ビニロンの作り方:付加重合→けん化→アセタール化

ビニロンは酢酸ビニルを付加重合し、けん化し、アセタール化してできる。

酢酸ビニル ↓(付加重合) ポリ酢酸ビニル ↓(けん化) ポリビニルアルコール ↓(アセタール化) ビニロン

高分子8

高分子9

酢酸ビニルをポリ酢酸ビニルにする過程はポリエチレンなどと同じ付加重合。

ポリ酢酸ビニルをけん化するとポリビニルアルコールになる。けん化は油脂で出てきたけん化と同じで、水酸化ナトリウムと反応させてCOCH3をHに変える反応(酢酸をのぞくイメージ)。

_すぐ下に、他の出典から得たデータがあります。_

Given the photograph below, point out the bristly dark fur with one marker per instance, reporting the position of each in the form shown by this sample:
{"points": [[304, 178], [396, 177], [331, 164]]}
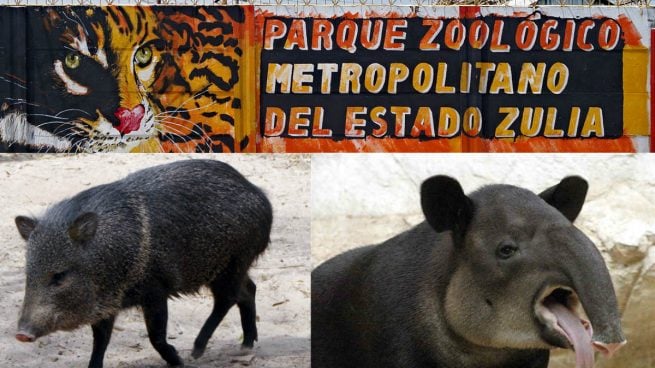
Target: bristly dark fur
{"points": [[159, 233]]}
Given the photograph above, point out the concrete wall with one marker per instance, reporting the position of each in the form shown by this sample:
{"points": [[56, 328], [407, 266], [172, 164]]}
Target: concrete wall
{"points": [[362, 199]]}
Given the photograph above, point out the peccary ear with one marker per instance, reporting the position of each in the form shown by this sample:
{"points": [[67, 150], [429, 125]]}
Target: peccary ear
{"points": [[445, 205], [84, 227], [568, 196], [25, 225]]}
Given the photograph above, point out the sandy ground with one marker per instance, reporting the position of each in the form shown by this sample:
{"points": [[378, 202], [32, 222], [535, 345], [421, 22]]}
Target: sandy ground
{"points": [[28, 184]]}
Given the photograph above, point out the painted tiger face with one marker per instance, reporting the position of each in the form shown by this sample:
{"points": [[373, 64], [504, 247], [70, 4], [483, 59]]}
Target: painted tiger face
{"points": [[120, 50], [126, 79]]}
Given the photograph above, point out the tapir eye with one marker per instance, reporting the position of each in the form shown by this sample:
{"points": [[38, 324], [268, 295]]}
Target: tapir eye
{"points": [[58, 278], [506, 250]]}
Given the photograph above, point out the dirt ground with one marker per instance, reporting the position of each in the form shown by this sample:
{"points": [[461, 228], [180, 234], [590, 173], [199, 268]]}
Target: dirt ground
{"points": [[28, 184]]}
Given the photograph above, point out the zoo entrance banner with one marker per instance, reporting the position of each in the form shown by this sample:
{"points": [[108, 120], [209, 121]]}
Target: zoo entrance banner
{"points": [[323, 79], [454, 79]]}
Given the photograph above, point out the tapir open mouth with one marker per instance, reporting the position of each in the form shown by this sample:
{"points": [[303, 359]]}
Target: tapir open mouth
{"points": [[559, 310]]}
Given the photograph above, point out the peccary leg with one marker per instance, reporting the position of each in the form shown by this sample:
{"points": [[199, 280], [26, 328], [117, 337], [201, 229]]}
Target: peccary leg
{"points": [[155, 312], [224, 299], [101, 335], [246, 304]]}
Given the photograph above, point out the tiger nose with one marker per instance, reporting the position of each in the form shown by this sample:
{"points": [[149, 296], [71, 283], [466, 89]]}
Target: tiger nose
{"points": [[129, 119]]}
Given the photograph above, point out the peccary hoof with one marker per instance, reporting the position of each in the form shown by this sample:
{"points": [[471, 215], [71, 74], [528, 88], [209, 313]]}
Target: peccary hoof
{"points": [[197, 352]]}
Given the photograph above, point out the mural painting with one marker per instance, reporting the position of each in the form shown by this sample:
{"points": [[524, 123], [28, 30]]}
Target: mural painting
{"points": [[126, 79], [324, 79]]}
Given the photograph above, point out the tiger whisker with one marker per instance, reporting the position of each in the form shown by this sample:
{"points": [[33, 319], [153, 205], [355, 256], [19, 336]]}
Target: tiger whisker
{"points": [[202, 107], [199, 135], [190, 99]]}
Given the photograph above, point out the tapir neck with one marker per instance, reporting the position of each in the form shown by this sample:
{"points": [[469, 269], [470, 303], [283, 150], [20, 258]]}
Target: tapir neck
{"points": [[595, 290]]}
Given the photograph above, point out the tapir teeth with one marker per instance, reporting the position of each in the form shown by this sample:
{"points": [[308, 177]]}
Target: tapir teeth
{"points": [[562, 295]]}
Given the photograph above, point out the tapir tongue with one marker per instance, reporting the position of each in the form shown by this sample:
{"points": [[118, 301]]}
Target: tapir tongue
{"points": [[578, 334]]}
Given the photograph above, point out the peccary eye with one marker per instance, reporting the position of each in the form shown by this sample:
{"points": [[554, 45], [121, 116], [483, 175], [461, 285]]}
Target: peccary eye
{"points": [[58, 278], [72, 60], [506, 250]]}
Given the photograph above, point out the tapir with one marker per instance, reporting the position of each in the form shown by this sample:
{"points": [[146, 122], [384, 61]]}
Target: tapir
{"points": [[493, 279]]}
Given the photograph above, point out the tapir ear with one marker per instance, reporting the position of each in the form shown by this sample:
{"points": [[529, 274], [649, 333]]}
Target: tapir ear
{"points": [[445, 205], [84, 227], [568, 196], [25, 226]]}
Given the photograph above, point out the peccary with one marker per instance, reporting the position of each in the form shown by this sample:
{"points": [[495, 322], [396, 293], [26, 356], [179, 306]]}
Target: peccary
{"points": [[158, 233], [493, 279]]}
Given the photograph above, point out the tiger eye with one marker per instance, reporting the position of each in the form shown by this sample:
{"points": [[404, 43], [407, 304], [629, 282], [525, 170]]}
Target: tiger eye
{"points": [[72, 60], [143, 56]]}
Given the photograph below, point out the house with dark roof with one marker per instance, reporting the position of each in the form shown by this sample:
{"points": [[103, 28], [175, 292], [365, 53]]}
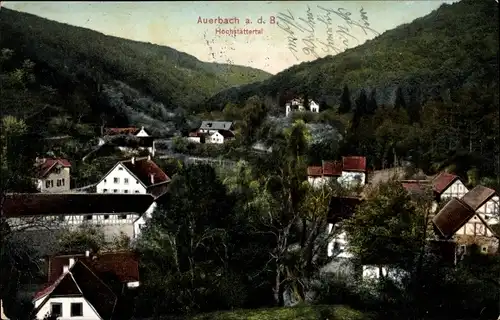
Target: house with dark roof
{"points": [[350, 171], [447, 186], [115, 213], [88, 286], [134, 176], [52, 175], [459, 222]]}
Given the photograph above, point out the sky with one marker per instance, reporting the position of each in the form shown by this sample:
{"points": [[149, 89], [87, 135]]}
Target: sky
{"points": [[303, 30]]}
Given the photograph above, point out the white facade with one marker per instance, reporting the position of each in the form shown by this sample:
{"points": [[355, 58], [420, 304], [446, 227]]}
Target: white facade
{"points": [[216, 137], [298, 104], [456, 190], [120, 180], [351, 178], [338, 245], [88, 312]]}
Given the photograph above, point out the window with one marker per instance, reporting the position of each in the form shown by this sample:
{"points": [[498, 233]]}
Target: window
{"points": [[77, 309], [56, 309]]}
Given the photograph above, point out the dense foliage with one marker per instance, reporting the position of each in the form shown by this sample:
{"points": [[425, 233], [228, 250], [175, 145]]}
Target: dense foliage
{"points": [[454, 46]]}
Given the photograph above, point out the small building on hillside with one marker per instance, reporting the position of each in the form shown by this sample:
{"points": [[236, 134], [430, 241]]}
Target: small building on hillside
{"points": [[88, 286], [115, 214], [459, 222], [137, 176], [53, 175], [216, 132], [299, 105], [350, 172], [447, 186]]}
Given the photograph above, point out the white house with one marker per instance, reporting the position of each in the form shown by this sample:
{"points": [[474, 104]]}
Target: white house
{"points": [[485, 202], [80, 286], [447, 186], [458, 221], [137, 176], [298, 105], [132, 131], [214, 126], [350, 172], [115, 214]]}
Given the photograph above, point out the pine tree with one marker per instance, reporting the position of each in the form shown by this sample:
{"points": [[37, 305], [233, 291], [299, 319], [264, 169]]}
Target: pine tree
{"points": [[372, 102], [399, 103], [345, 101]]}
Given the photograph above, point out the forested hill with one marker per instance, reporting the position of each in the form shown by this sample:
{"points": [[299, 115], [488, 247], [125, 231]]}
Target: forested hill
{"points": [[143, 79], [454, 46]]}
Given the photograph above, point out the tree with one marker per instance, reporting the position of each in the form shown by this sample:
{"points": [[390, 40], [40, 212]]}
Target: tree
{"points": [[345, 101], [186, 245], [399, 102]]}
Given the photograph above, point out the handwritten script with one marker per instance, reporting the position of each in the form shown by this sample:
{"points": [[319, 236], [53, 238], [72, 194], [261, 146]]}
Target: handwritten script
{"points": [[339, 24]]}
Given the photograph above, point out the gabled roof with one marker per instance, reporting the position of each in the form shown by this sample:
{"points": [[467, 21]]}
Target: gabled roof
{"points": [[332, 168], [119, 131], [124, 265], [44, 166], [442, 181], [39, 204], [143, 169], [476, 197], [216, 125], [452, 217], [80, 279], [354, 163], [226, 133]]}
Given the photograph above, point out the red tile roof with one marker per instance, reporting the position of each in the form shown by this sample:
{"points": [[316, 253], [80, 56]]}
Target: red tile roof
{"points": [[44, 166], [442, 181], [82, 281], [143, 168], [314, 171], [125, 265], [332, 168], [476, 197], [354, 163], [39, 204], [119, 131]]}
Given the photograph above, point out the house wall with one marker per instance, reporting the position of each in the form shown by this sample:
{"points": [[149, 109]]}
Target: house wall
{"points": [[351, 178], [142, 133], [108, 184], [490, 211], [457, 189], [88, 311], [217, 138], [50, 183]]}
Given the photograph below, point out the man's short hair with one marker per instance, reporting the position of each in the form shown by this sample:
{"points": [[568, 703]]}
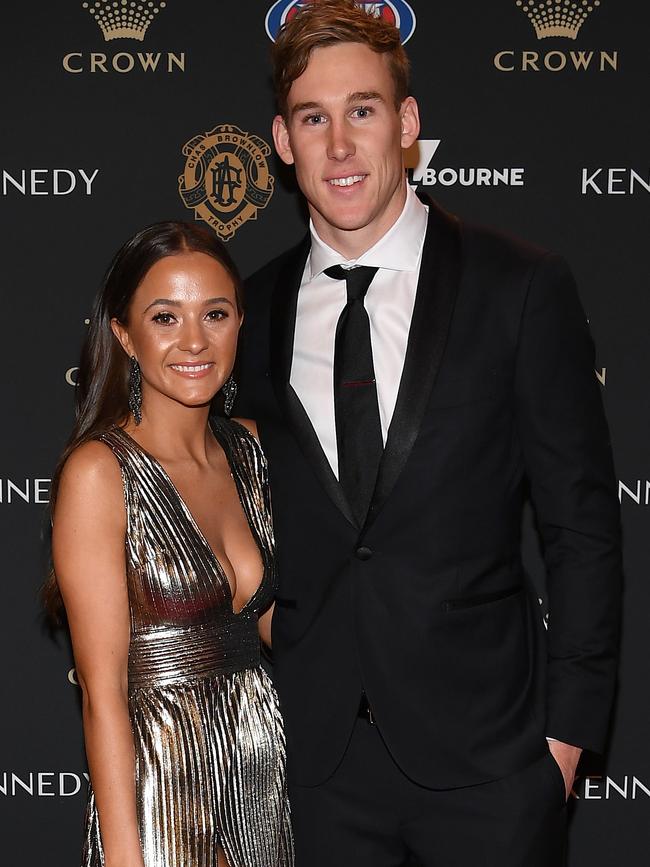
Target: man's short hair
{"points": [[330, 22]]}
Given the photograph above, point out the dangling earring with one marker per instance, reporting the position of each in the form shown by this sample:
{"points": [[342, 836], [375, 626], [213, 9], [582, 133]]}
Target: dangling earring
{"points": [[135, 389], [229, 390]]}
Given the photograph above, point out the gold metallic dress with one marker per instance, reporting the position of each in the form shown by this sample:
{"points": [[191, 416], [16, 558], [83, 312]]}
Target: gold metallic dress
{"points": [[209, 743]]}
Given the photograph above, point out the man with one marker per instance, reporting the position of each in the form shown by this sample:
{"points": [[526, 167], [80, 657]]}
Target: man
{"points": [[413, 379]]}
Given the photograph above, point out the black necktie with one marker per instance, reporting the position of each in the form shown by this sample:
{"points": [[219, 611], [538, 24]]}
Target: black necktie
{"points": [[358, 427]]}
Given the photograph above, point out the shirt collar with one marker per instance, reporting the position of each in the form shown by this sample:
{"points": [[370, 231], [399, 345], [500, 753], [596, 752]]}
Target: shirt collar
{"points": [[398, 250]]}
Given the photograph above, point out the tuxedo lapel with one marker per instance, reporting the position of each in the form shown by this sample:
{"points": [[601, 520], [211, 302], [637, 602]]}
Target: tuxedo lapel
{"points": [[283, 322], [434, 304]]}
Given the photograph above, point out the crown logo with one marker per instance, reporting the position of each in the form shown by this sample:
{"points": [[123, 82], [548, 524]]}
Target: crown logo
{"points": [[124, 19], [558, 17]]}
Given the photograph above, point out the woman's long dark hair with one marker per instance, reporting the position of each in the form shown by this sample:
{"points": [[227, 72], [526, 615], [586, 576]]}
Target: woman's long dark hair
{"points": [[102, 390]]}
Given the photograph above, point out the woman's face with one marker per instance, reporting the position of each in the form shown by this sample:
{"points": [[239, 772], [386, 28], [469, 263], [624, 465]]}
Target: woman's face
{"points": [[182, 328]]}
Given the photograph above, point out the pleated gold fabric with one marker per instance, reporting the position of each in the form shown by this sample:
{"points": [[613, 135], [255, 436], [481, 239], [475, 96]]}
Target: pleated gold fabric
{"points": [[209, 743]]}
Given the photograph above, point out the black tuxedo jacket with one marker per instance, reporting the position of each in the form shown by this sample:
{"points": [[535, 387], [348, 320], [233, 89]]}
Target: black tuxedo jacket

最後にポリビニルアルコールとホルムアルデヒド(HCHO)を反応させてビニロンができる。ホルムアルデヒドと反応させて構造を変えることをアセタール化という。この反応のくわしい原理は大学レベルだが、一部の難関大学はこれを題材にした問題をまれに出題する。少し注意がいるかもしれない。

ビニロンの性質

  • じょうぶ
  • 綿に似ている

ポリビニルアルコールとビニルアルコール

ポリビニルアルコールはビニルアルコールがつながったものだが、ビニルアルコールから直接つくることは困難であり、一般的にポリ酢酸ビニルをけん化してつくる。

ビニルアルコールはそもそも不安定であり、すぐにアセトアルデヒドになってしまう。